How Hyperliquidity Provider (HLP) Works:
Mechanics, Risks & Real Numbers
A $400M protocol vault, a 4-day lockup, and what JELLY plus FARTCOIN revealed about the real tail risk.
HLP is the single largest vault on Hyperliquid and the one most people ask about first. It is also the one with the least-understood mechanics and the most-misread risk profile.
This post breaks HLP down without hand-waving: what it actually does, where the yield comes from, what the 4-day lockup means in practice, and why one memecoin in March 2025 cost the vault around $12M.
TL;DR
- Deposit USDC → get a proportional share of a $400M vault.
- Vault earns from three streams: multiple market making strategies, liquidations, and supplying USDC in Earn. It also accrues a portion of Hyperliquid's trading fees.
- Deposits carry a 4-day lockup measured from your most recent deposit.
- HLP is fully community-owned — depositors share the vault's PnL, there is no separate operator cut.
- It is not risk-free. JELLY (March 2025, ~$12M) and FARTCOIN (April 2026, ~$1.5M) both dumped toxic positions on HLP via different attack vectors.
What HLP actually is
HLP stands for Hyperliquidity Provider. Unlike a leader vault run by an individual, HLP is a protocol vault operated by Hyperliquid itself.
The official docs put it plainly:
Its job is to be the counterparty of last resort. When a trader places an order and no natural counterparty is there at that price, HLP can fill the other side. In exchange, it keeps what market makers keep: spread, funding, and the premium collected when positions get liquidated.

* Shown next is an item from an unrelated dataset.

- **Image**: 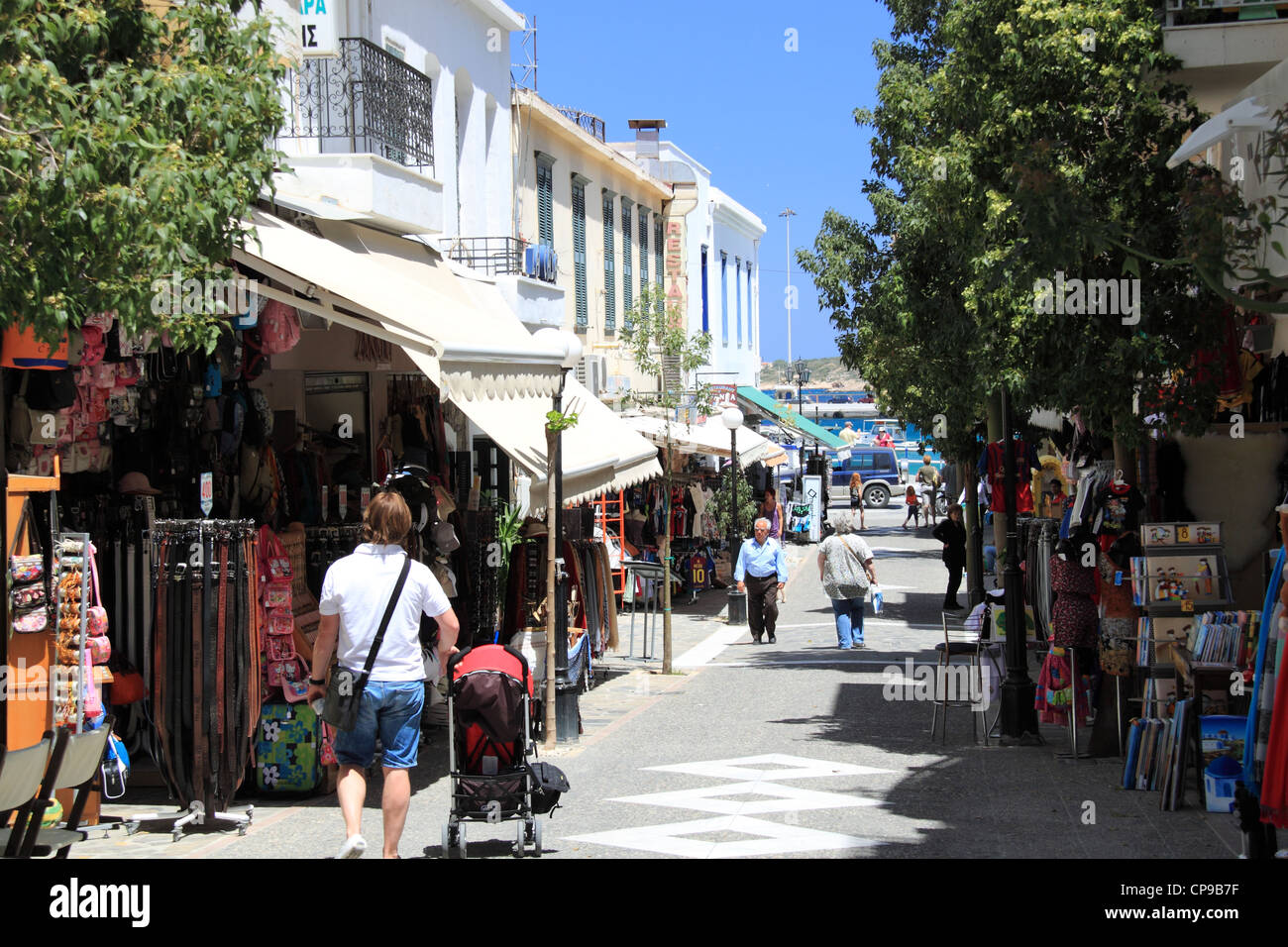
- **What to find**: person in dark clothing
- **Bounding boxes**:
[931,502,966,612]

Mechanically it is non-custodial and community-owned. USDC sits in a smart contract on Hyperliquid's L1. Depositors share the PnL directly — there is no management fee and no operator skimming the top.
Where the yield actually comes from
Three revenue streams, not one:
| Stream | What generates it | Character |
|---|---|---|
| Market making | Bid/ask spreads and funding payments from providing liquidity on perps | Steady, grinds in most regimes |
| Liquidations | Liquidation premiums when HLP takes over liquidated positions | Spiky — pays big on volatile days |
| Earn on USDC | Interest on idle USDC sitting inside the vault | Boring — but always-on |
Per the official docs, HLP "accrues a portion of trading fees" — so maker, taker, funding and liquidation premiums partly feed the vault, alongside the direct PnL from market making and liquidations. Depositors share that pool proportionally.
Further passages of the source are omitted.